I've had some requests to update some material about landspout tornadoes that used to be on an old web site of mine, which is the reason for this post.
A landspout tornado is a type of non-supercell tornado that can occur with a thunderstorm that doesn't have a rotating updraft detectible on radar (a mesocyclone). Because of this, warnings can't be issued for landspout tornadoes based on radar - they have to be reported by spotters and storm chasers, and there is no warning lead time. Thankfully, most landspout tornadoes are relatively weak, but on occasion they can become strong in the right setting.
How do landspout tornadoes form?
First, a sharp wind shift boundary must be present. That's what provides the vorticity (or 'spin') needed for the tornado, when the low-level wind shear that helps to generate supercell tornadoes is absent:
Second, instability (or CAPE - convective available potential energy) must be present along the boundary for a thunderstorm updraft to develop. In particular, CAPE in the lowest 3 km above ground helps because it can facilitate low-level stretching in updrafts along the boundary due to the instability being located closer to the ground.
Third, steep low-level lapse rates (a rapid drop off in temperature in the lowest few kilometers above ground due to strong daytime surface heating) can also help accelerate low-level air upward in updrafts, increasing low-level stretching.
Here's one example of these ingredients coming together in a setting that might generate and support landspout tornadoes, using SPC mesoanalysis page graphics:
If a thunderstorm updraft forms on a sharp boundary in such an environment with everything coming together just right (for example, the storm updraft must develop directly over the boundary and align properly with a small 'wiggle' or pocket of 'spin' on the boundary), the thunderstorm may then generate a landspout tornado through upward stretching of that 'spin':
Here's an example of a setting for landspout tornadoes that occurred on May 25, 2018 in both southern Minnesota (MN) and eastern Nebraska (NE). The surface map at early afternoon on 5/25/18 showed a relatively stationary wind shift boundary (thick brown dashed line) stretching from a low in southern MN into east-central NE:
SPC mesoanalysis graphics at early afternoon on 5/25/18 showed plentiful low-level instability (0-3 km CAPE, in red, 1st panel below) over southern MN near the surface low where a storm was developing on the boundary (light blue lines also show surface vorticity or 'spin' along this boundary). The 2nd panel below showed low-level lapse rates (0-3 km) to be steep over a large area, including all along the boundary, with lapse rates > 8.0 deg C shaded in orange:
Below is the developing storm on visible satellite (yellow arrow) at about 2 pm CDT. Less than an hour later, a landspout tornado developed on the southwest edge of this new storm (photos also below):
From the 5/25/18 surface and SPC graphics up above, notice that all of the ingredients listed earlier for supporting landspout tornadoes (boundary, instability, steep low-level lapse rates) were present in this case, increasing the possibility of a landspout tornado _if_ the storm aligned properly with the boundary and the 'spin' along it.

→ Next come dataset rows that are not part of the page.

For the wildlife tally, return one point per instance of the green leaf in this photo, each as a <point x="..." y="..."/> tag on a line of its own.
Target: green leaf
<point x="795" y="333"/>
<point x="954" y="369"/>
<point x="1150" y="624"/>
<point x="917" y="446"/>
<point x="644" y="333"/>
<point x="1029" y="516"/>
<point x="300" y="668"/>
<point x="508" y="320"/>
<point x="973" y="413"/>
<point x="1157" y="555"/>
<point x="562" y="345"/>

Later in the afternoon, other storms developed southwestward on the wind shift boundary over Iowa and Nebraska. After 5 pm CDT, a small high-based storm on the boundary over northeast/east-central NE (yellow arrow in satellite photo below) apparently "phased' with the boundary enough to produce yet another landspout tornado (see photos below):
As can be seen from the satellite photo, there were _many_ storms that developed along the boundary by late afternoon, but only _one_ of the Nebraska storms produced a tornado. This certainly highlights that landspout tornadoes are not really forecast-able in advance. A meteorologist can only note that ingredients possibly supportive of landspout tornadoes (the boundary, instability, low-level lapse rates) appear to be coming together in an area, so that reports of such tornadoes are not a surprise and can be warned immediately when spotted.
Here are a few landspout tornado cases I've posted about on my blog:
June 21, 2020 landspout tornado in northwest Kansas
April 17, 2019 landspout tornadoes in Oklahoma, Kansas, and Texas
May 19, 2012 non-supercell tornado outbreak in southern Kansas
And, for more technical reference, here are some papers that discuss landspout tornadoes:
Non-supercell tornadoes (Wakimoto and Wilson 1989)
Tornadoes in non-mesocyclone environments with pre-existing vertical vorticity along convergence boundaries (Caruso and Davies 2005)
Tornadoes in environments with small helicity and/or high LCL heights (Davies 2006)
It is also important to recognize that there are some cases where both non-supercell and supercell processes appear to be at work, particularly when winds aloft are strong enough to support and organize storms into supercells while ingredients related to landspout tornadoes are also present. This is particularly true in the High Plains of the U.S., and such "hybrid" events are difficult to categorize. Here are a couple examples:
June 29, 2019 long-lived tornado in southwest South Dakota
June 6, 2018 large and long-lived tornado near Laramie, Wyoming
Hopefully, this short discussion will help those interested in understanding some of the important factors and ingredients that contribute to landspout tornadoes.